Assim como grande parte dos indígenas que chegam ao nível superior, a trajetória de Zenaldo foi repleta de desafios. Segundo ele, a dificuldade financeira para se manter longe de casa foi um dos principais obstáculos, além da adaptação cultural que já é, por si só, um grande desafio. Seu orientador na graduação, o professor Agnaldo Lenine, lembra da evolução do estudante do momento em que ele ingressou no curso até a apresentação do trabalho final. “Ele teve muita dificuldade de adaptação, mas sempre demonstrou muita força de vontade. Nós vemos pessoas que têm muitas oportunidades, mas não aproveitam, o Zenaldo teve poucas, mas com muito empenho hoje vive essa grande conquista”, diz o orientador.

Trabalho de conclusão

O objetivo da pesquisa de Zenaldo Martins, apresentada nesta sexta-feira (21), foi analisar a influência de resíduos de borracha de câmara de ar como agregado miúdo na confecção de concreto endurecido. A ideia é que o material possa substituir parcialmente a areia.

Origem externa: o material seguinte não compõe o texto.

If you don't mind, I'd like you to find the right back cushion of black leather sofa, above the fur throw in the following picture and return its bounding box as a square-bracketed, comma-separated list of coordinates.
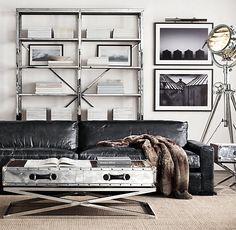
[79, 120, 188, 151]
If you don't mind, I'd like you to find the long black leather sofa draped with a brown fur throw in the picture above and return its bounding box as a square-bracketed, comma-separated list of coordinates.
[0, 120, 214, 195]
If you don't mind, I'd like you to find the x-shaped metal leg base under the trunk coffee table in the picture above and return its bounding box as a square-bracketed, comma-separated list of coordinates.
[4, 188, 155, 218]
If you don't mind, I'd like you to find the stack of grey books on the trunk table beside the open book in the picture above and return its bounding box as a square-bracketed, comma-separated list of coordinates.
[97, 157, 131, 168]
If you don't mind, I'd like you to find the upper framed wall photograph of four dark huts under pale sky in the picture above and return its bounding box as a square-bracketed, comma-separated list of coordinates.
[154, 23, 213, 65]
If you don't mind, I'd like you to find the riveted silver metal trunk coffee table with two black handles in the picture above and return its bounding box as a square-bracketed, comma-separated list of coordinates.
[3, 160, 156, 218]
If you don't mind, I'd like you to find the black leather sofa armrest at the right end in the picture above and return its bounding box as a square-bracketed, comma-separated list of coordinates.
[184, 140, 214, 195]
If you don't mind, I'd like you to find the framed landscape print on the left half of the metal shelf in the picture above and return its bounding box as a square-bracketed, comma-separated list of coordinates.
[29, 44, 63, 66]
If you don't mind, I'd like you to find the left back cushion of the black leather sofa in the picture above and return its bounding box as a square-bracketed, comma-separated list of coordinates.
[0, 121, 78, 150]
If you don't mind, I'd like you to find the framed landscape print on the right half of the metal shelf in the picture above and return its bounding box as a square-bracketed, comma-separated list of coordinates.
[97, 45, 132, 66]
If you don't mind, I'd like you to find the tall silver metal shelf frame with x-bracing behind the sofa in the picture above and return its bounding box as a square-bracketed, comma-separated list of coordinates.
[16, 8, 143, 120]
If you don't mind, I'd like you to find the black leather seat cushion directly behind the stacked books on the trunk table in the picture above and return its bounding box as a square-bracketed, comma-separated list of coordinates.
[80, 147, 145, 160]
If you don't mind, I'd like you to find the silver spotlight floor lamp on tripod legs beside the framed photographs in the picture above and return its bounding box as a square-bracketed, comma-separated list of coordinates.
[201, 24, 236, 143]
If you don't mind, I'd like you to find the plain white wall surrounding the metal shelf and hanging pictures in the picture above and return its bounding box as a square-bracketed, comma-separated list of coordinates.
[0, 0, 236, 142]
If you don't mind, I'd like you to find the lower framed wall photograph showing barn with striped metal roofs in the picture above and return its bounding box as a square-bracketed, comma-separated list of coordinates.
[154, 69, 213, 111]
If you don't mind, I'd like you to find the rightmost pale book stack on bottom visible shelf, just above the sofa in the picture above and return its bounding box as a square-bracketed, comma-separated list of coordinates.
[112, 107, 136, 120]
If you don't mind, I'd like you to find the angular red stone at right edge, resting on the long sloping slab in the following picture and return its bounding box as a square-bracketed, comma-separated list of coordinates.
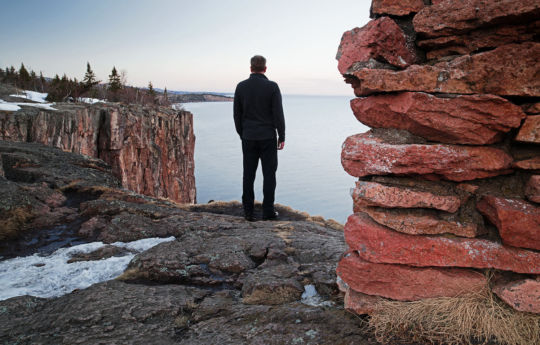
[476, 195, 540, 250]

De acordo com os testes realizados, a técnica poderia ser aplicada na confecção de materiais que não exigem elevados índices de resistência à compressão, como lajotas para construção de ciclovias, calçadas ecológicas, blocos de vedação, meio fios entre outros. Além disso, a utilização desse material daria uma destinação final correta para a borracha de câmara, diminuindo a degradação do meio ambiente.

Combate à evasão

Além do Rede de Saberes, UEMS e Governo do Estado contam com ações de apoio à permanência para evitar a evasão desses estudantes da graduação. Os indígenas matriculados na UEMS podem concorrer a uma bolsa do Programa Vale Universidade Indígena, vinculado a Secretaria de Estado de Direitos Humanos, Assistência Social e Trabalho. A instituição conta ainda com programas próprios de assistência estudantil, como auxílio alimentação, auxílio moradia e bolsa permanência, disponíveis para acadêmicos de baixa renda, além das bolsas de iniciação científica, iniciação à docência, monitoria, entre outras.

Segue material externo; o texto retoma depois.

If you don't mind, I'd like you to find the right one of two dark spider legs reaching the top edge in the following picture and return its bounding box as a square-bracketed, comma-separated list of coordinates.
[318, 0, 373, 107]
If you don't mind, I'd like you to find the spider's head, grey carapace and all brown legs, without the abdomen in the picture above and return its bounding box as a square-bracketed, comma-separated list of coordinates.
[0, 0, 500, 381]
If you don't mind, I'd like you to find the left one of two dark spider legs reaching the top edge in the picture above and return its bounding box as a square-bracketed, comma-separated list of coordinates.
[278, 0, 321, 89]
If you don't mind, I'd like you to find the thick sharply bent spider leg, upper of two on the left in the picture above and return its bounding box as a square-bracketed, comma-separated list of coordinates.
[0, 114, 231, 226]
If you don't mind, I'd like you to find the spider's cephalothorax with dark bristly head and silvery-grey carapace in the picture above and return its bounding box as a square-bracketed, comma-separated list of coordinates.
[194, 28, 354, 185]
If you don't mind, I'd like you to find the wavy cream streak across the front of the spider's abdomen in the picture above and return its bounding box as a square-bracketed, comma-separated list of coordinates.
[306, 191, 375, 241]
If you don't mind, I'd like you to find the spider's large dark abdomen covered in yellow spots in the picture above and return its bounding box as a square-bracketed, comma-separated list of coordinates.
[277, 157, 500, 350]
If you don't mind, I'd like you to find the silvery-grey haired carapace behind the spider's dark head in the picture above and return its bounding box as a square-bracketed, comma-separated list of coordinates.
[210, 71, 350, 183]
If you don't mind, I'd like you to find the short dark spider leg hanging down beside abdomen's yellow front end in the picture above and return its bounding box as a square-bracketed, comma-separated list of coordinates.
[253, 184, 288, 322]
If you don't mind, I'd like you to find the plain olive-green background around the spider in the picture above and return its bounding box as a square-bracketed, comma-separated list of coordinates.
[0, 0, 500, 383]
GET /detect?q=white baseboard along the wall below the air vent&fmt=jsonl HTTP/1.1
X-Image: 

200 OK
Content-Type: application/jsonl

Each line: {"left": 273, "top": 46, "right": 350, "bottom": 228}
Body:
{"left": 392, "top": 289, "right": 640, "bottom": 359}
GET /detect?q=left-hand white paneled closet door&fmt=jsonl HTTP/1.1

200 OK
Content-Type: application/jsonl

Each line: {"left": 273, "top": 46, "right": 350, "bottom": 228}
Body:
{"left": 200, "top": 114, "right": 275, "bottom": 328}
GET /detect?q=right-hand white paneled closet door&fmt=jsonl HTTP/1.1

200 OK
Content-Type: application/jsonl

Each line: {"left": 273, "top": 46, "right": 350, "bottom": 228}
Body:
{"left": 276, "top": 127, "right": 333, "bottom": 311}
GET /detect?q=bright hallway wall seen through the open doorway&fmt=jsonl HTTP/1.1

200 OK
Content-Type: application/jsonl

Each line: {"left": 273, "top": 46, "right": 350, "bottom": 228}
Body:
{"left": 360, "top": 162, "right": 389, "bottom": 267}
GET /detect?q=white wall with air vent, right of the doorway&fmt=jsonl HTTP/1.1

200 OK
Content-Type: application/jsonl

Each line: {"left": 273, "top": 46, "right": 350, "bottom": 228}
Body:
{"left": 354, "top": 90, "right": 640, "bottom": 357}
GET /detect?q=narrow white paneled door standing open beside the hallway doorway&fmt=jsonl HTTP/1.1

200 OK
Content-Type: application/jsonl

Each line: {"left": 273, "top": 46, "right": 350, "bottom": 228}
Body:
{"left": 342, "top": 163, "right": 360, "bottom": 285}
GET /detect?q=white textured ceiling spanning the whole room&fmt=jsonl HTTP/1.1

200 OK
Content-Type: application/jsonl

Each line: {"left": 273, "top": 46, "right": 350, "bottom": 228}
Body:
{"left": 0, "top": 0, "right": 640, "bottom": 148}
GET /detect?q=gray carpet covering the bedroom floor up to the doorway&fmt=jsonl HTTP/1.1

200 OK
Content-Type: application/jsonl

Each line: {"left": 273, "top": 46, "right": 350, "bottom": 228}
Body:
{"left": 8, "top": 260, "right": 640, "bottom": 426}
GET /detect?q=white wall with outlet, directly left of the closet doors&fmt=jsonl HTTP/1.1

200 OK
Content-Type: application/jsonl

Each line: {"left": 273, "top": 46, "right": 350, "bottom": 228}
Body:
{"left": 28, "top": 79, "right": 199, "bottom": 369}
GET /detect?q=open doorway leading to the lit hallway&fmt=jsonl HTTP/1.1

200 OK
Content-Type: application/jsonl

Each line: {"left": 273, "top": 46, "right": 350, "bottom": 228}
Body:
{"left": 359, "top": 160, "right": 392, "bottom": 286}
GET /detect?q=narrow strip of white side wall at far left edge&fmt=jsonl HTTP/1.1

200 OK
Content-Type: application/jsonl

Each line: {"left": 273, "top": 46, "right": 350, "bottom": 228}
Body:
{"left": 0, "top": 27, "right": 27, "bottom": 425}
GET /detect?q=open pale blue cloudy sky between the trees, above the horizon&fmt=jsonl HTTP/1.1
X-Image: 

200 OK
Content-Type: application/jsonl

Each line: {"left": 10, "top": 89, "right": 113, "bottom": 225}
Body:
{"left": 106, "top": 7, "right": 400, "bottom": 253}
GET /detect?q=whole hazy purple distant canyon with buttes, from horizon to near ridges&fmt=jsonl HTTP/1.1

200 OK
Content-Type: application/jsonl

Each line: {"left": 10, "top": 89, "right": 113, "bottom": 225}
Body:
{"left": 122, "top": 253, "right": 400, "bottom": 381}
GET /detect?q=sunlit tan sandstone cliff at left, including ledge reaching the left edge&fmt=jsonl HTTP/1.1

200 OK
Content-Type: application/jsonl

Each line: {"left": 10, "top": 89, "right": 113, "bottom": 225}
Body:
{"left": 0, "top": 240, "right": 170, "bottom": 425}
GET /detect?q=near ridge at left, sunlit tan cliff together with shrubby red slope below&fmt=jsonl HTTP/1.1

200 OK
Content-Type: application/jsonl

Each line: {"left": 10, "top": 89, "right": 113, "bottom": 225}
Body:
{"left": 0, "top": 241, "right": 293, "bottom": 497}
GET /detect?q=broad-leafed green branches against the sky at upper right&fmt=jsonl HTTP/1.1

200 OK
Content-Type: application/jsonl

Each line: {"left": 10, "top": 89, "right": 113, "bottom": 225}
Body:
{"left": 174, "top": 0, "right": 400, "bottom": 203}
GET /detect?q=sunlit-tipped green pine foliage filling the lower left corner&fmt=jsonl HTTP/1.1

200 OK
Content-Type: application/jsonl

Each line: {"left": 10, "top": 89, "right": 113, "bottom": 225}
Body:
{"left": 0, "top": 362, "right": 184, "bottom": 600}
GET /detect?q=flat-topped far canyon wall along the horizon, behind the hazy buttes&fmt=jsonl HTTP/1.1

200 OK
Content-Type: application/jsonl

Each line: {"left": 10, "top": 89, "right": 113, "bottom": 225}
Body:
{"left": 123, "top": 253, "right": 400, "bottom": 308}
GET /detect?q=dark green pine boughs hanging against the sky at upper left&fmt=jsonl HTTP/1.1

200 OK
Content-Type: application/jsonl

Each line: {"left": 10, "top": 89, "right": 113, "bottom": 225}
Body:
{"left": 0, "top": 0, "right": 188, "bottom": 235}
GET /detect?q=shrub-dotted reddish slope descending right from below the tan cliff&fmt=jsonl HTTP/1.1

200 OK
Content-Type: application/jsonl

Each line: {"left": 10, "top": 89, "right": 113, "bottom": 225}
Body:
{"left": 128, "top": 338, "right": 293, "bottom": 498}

Prestes a concluir sua formação cuja etapa final será a colação de grau, Zenaldo não tem dúvidas sobre que rumo dará a sua carreira: “Quero ajudar minha comunidade, para isso pretendo trabalhar na parte de saneamento básico da aldeia que ainda é muito precária”, diz ele.

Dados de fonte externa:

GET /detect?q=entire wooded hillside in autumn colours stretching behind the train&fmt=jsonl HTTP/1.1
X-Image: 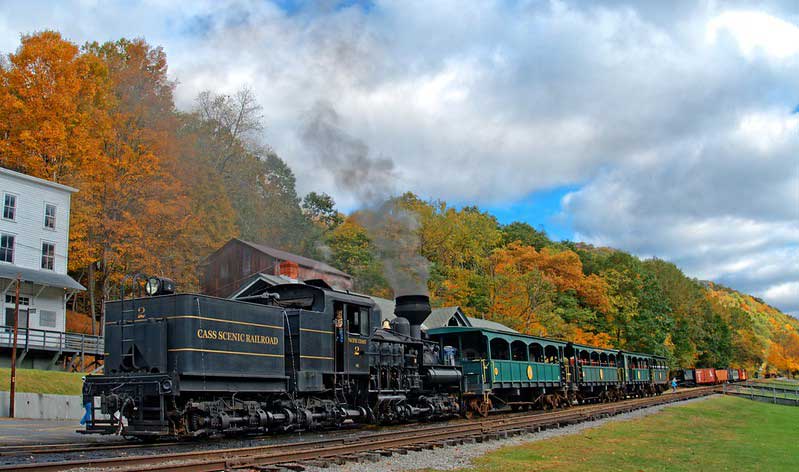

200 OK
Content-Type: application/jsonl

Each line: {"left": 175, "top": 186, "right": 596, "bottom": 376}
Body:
{"left": 0, "top": 32, "right": 799, "bottom": 372}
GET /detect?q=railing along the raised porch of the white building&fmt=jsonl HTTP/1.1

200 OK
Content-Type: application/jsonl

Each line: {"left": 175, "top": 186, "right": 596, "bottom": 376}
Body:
{"left": 0, "top": 326, "right": 104, "bottom": 355}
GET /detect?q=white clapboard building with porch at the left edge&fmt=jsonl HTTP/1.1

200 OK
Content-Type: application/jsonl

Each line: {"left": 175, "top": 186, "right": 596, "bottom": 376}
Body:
{"left": 0, "top": 167, "right": 99, "bottom": 369}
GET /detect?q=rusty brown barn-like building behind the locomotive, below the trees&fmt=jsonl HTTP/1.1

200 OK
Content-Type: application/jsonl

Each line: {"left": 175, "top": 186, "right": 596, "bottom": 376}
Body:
{"left": 200, "top": 238, "right": 352, "bottom": 297}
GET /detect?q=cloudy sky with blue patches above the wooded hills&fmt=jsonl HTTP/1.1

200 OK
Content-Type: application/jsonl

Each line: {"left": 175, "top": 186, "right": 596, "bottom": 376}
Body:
{"left": 0, "top": 0, "right": 799, "bottom": 315}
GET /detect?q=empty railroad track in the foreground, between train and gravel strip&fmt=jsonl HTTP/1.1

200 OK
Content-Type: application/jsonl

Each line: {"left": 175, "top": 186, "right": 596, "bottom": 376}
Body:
{"left": 0, "top": 387, "right": 716, "bottom": 472}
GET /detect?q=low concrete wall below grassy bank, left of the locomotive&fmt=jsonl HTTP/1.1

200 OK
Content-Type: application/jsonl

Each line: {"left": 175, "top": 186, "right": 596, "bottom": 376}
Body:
{"left": 0, "top": 392, "right": 84, "bottom": 420}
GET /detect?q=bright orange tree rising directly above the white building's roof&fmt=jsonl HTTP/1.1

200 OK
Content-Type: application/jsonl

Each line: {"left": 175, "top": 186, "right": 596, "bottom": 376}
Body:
{"left": 0, "top": 31, "right": 110, "bottom": 184}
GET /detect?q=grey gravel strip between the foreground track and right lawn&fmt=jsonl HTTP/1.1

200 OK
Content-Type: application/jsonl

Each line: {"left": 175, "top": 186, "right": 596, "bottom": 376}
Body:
{"left": 307, "top": 395, "right": 716, "bottom": 472}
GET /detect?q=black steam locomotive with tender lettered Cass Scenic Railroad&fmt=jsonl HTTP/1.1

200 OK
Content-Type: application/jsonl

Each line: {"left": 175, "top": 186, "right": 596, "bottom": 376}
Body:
{"left": 81, "top": 278, "right": 462, "bottom": 438}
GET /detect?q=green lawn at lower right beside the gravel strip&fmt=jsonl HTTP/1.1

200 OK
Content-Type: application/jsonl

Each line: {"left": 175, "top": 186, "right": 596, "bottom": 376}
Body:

A UEMS é única universidade brasileira com reserva de vagas para indígenas em todos os cursos de graduação. Para o professor Aguinaldo Lenine, essa é uma vitória para Instituição. “Eu, como universidade, não chego fisicamente até a comunidade indígena, mas o Zenaldo poderá levar os conhecimentos aqui adquiridos e mudar a realidade da sua aldeia”, explica ele.